Marginal Revolutionにおもしろい提案が出ている。すべての納税者にデビット・カード口座をつくらせ、そこに政府が一定の金額を振り込む。このデビット・カードは一定の期限が来たら無効になる、というしくみだ。これはスタンプつき貨幣に似たマイナス金利だが、税務署が銀行振り込みで電子的に行なえるので、役所で金券を渡す方式よりはるかに効率的で、安全性も高い。日本の定額給付金も、これでやってみてはどうか。

効果をもたせるには2兆円ぐらいではだめで、来年度予算で「4月から消費税を5%引き上げ、来年度の税収増10兆円を期限つきデビット・カードで全額還付する」と決めればよい。所得制限なんて必要ない。この政策の主要な効果は、人々の期待に影響を与えることだからである。効果は国会で決まった段階でただちに生まれ、まず4月から上がる消費税を避けるための駆け込み需要が発生する(これは1997年に実験ずみ)。しかし4月以降はその反動で消費が落ち込むので、デビット・カードは4月以降(たとえば)期限を1年として還付すればよい。

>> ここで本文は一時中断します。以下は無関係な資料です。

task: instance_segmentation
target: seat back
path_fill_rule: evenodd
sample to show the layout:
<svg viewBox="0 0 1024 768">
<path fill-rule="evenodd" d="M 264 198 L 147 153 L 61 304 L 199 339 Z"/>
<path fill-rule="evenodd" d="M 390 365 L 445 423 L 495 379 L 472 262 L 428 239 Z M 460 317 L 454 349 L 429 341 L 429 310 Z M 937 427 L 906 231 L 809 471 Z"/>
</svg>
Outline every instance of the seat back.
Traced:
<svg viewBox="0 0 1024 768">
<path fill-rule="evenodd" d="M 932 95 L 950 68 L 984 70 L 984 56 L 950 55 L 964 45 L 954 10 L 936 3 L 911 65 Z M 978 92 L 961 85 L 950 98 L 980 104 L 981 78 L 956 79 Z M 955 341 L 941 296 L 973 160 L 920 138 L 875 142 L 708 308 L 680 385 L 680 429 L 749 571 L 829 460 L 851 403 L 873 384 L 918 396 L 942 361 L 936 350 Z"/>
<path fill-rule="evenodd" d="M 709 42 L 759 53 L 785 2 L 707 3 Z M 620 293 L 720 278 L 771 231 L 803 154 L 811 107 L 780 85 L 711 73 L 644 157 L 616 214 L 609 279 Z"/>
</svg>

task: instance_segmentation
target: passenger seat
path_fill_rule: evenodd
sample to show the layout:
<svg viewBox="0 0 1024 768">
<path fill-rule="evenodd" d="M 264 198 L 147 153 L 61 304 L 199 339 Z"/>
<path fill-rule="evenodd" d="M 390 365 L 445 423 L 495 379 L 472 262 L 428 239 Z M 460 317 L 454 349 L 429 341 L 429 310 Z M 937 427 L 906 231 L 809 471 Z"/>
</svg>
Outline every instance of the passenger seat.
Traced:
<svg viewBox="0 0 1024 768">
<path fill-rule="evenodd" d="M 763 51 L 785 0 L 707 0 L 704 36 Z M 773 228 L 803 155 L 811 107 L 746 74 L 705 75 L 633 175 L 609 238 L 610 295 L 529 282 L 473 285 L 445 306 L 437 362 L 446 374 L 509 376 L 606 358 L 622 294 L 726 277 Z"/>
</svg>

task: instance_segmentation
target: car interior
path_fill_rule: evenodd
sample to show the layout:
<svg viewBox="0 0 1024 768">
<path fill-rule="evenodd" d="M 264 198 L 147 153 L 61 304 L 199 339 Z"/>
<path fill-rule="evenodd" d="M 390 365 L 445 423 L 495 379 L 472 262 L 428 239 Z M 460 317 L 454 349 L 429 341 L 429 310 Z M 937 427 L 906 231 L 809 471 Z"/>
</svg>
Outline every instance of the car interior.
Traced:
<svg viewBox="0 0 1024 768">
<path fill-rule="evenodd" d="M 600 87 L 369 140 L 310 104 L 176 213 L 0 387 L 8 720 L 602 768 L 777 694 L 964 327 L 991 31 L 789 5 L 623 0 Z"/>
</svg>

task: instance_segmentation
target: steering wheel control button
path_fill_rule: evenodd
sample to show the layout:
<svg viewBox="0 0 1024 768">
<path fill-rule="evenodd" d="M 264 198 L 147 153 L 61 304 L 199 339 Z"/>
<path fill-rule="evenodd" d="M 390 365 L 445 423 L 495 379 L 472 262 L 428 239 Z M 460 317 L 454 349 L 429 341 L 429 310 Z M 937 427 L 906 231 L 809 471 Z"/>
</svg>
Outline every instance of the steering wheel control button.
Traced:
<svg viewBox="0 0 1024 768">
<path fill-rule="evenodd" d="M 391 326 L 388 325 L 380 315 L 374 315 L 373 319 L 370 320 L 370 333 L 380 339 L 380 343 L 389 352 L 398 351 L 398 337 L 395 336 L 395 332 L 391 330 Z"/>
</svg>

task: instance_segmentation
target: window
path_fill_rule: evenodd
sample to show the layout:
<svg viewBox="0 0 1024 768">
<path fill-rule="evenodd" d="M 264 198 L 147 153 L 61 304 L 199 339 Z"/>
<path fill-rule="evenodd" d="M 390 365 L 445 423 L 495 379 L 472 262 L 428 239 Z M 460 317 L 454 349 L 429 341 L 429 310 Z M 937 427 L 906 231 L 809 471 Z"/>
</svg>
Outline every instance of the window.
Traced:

こういうデビット口座をつくっておけば、今後も不況のときはこの口座に税を還付すれば確実な効果が見込め、財政収支にも中立だ。マイナス金利は、フィッシャーやケインズをはじめ、多くの経済学者が賛同している政策だから、日本政府が実験すれば歴史に残るかもしれない。少なくとも、迷走して麻生政権の「マイナス選挙対策」になっている今の定額給付金よりましだろう。